Dr Jevrejeva commented, “The upper limit of sea level rise is crucial for planning purposes in coastal areas, since infrastructure needs to survive the worst case situation. We hope that this new worst case scenario will assist planners by providing a next step forward since the IPCC AR5 report published last year.”
Professor Ian Wright, Director of Science and Technology at the NOC added “Sea-level research is a crucial topic in environmental science, and this study provides further insight in predicting the range of sea level rise toward the end of the century”.
The study was carried out in conjunction with Aslak Grinsted from Centre for Ice and Climate, Niels Bohr Institute, University of Copenhagen, Copenhagen, Denmark and John C. Moore from State Key Laboratory of Earth Surface Processes and Resource Ecology, College of Global Change and Earth System Science, Beijing Normal University, Beijing, China.
Partners involved in the project
Centre for Ice and Climate, Niels Bohr Institute, University of Copenhagen, Copenhagen, Denmark.

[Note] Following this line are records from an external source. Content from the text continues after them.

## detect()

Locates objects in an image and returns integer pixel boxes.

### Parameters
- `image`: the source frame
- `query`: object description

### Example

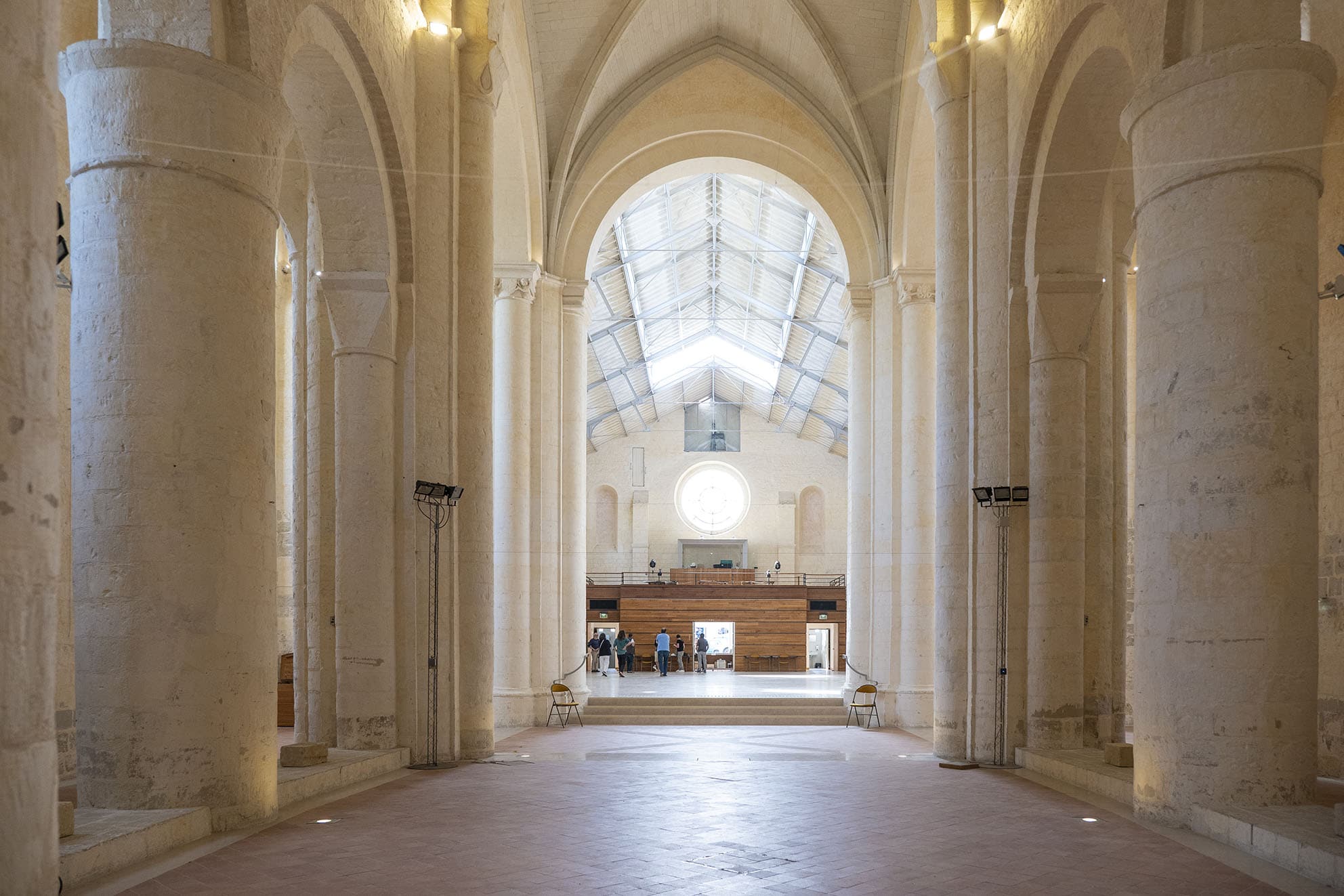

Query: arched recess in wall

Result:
[281,4,414,289]
[1009,3,1134,286]
[797,485,826,553]
[589,485,618,551]
[548,41,889,282]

State Key Laboratory of Earth Surface Processes and Resource Ecology, College of Global Change and Earth System Science, Beijing Normal University, Beijing, China. Arctic Centre, University of Lapland, Rovaniemi, Finland.
Paper abstract
We construct the probability density function of global sea level at 2100, estimating that sea level rises larger than 180 cm are less than 5% probable. An upper limit for global sea level rise of 190 cm is assembled by summing the highest estimates of individual sea level rise components simulated by process based models with the RCP8.5 scenario. The agreement between the methods may suggest more confidence than is warranted since large uncertainties remain due to the lack of scenario-dependent projections from ice sheet dynamical models, particularly for mass loss from marine-based fast flowing outlet glaciers in Antarctica. This leads to an intrinsically hard to quantify fat tail in the probability distribution for global mean sea level rise. Thus our low probability upper limit of sea level projections cannot be considered definitive. Nevertheless, our upper limit of 180 cm for sea level rise by 2100 is based on both expert opinion and process studies and hence indicates that other lines of evidence are needed to justify a larger sea level rise this century.